It is a purely measure-theoretic result that this holds for almost all initial points. As I describe below, I think this implies that it actually holds for all initial points, in the following sense. Call $\mathbb P_{x_0}$ the distribution of the random walk started at $x_0$, and $\mu$ the uniform measure on $S$.

> For all $x_0\in S$, for all $f_0:S\to\mathbb R$ continuous, we have
> $$ \lim_{n\to\infty}\frac1n\sum_{i<n}f_0(x_i) = \int fd\mu $$
> $\mathbb P_{x_0}$-almost surely.

The fact that $\delta$ is small enough plays no role in the first part.

Let $\Omega\subset S^{\mathbb N}$ be the set of sequences such that two consecutive terms are at distance precisely $\delta$. This is a compact space (closed subset of a compact space, by Tychonoff or simply using a convenient metric), and it carries a natural probability $\mathbb P_\mu$, corresponding to $x_0$ being distributed according to $\mu$ and the following steps according to the random walk rules. The shift operator
$$ T:(x_0,x_1,\ldots)\mapsto(x_1,x_2,\ldots) $$
is such that $T_*\mu=\mu$ (let us just accept this until the end of the proof sketch), so $(\Omega,\mathbb P_\mu,T)$ is a dynamical system in the measure-theoretic sense. According to Birkhoff's ergodic theorem, for $\mathbb P_\mu$-almost every $x$, we have
$$ \lim_{n\to\infty}\frac1n\sum_{i<n}f(T^ix) = \mathbb E[f|\mathcal F_T](x) $$
for all $f:\Omega\to\mathbb R$ continuous, where $\mathcal F_T$ is the algebra of $T$-invariant sets. Now if $(\Omega,\mathbb P_\mu,T)$ is ergodic, then
$$\mathbb E[f|\mathcal F_T](x) = \int fd\mathbb P_\mu = \int f_0d\mu $$
for all $f$ depending only on $x_0$, i.e. $f:x\mapsto f_0(x)$. Thus my claim will follow by Fubini.

It remains to prove that $\mu$ is $T$ invariant, and that the resulting system is ergodic. According to the probabilistic interpretation in terms of Markov chains, it suffices to show that $x_1$ has the same distribution as $x_0$ (the uniform one) under $\mathbb P_\mu$. This is a consequence of the fact that the geodesic flow leaves the measure induced on $TM$ invariant, which itself is a consequence of [Liouville's theorem](https://en.wikipedia.org/wiki/Liouville%27s_theorem_(Hamiltonian)) because the geodesic flow is Hamiltonian.

Now let us show the system is ergodic. Let $f:\Omega\to\mathbb R$ be $T$-invariant, i.e. $f\circ T = f$, and suppose also that $f$ depends only on the first $k$ terms of the sequence. Let us show that it is constant by choosing $x$ and $y$ arbitrary and showing $f(x)=f(y)$. Let $N$ be a number large enough that $N\delta$ is larger than the diameter of the manifold. Killing the first $k+N$ terms of $x$ using $T$, then adding $N$ terms linking $x_k$ to $y_{k-1}$, and adding the first $k$ terms of $y$, we see that $f(x) = f(y_k)$, where $y_k$ is equal to $y$ up to the $k$th term.
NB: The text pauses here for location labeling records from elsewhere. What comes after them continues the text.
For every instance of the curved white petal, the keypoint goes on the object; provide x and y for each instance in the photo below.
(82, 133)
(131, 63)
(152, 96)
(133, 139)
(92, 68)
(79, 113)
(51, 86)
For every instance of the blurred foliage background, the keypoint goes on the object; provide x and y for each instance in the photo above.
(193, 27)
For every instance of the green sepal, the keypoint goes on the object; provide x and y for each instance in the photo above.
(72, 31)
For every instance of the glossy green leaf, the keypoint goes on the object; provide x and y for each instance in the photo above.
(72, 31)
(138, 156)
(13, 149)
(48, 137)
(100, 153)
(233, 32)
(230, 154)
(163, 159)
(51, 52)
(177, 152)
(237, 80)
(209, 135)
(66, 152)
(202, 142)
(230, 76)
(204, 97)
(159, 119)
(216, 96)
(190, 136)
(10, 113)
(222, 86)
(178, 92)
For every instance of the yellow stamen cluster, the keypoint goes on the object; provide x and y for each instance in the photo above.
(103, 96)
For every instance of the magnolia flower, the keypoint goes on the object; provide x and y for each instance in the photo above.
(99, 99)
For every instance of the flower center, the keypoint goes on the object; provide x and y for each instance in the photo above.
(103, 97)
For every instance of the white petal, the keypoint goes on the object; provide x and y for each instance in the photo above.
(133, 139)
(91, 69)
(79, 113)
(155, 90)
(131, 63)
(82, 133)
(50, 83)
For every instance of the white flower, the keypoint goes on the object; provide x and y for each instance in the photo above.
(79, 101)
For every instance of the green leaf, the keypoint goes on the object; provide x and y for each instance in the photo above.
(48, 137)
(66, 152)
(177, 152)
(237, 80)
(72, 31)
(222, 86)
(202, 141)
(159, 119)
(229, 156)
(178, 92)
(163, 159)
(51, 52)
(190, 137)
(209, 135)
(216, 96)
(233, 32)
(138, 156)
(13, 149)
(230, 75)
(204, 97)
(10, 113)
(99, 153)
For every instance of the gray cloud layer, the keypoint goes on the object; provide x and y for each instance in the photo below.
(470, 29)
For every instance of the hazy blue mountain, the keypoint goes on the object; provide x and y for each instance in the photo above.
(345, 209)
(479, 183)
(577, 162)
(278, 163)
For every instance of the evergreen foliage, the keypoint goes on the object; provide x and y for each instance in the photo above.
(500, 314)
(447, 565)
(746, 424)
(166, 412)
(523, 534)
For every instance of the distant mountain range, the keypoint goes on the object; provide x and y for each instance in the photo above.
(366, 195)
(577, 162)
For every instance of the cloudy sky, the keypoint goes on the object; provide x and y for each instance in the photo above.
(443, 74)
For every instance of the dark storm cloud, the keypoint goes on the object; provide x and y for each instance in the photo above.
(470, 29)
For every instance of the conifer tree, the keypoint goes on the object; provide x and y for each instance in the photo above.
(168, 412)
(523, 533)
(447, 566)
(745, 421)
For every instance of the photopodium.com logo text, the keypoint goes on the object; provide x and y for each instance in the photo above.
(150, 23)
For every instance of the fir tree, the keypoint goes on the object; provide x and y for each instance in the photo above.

Because $f$ only depends on the first $k$ terms, we have in fact $f(x)=f(y)$. Now an approximation argument shows that the system is ergodic (see for instance a previous answer of mine [here](https://mathoverflow.net/a/323066)).

Now this extends I think to all points in the manifold, provided $\delta$ is less than the injectivity radius. Let $A$ be the set of points $x_0$ such that the random walk started at $x_0$ is evenly distributed almost surely, and $\mathbf 1_A$ its indicator function. Then
$$ \mathbb P_{x_0}(\text{even distribution}) = \int \mathbb P_{x_2}(\text{even distribution})d\mathbb P_{x_0} =  \int 1d T^2_*\delta_{x_0} = 1, $$
because the distribution of $x_2$ under $\mathbb P_{x_0}$ is continuous with respect to the Lebesgue measure (image of the Lebesgue measure on the product of two sphere under a submersion almost everywhere). In fact the result is true for any closed Riemannian manifold, as maybe we could have expected, although we have to look for $x_d$, where $d$ is the dimension of the manifold. The “I think” I use comes from the fact that although $x_d$ is the image of a map from a product of $d$ spheres to $S$, I cannot give a simple argument of the fact (natural to me) that this is a submersion at all points that form a basis of $\mathbb R^d$.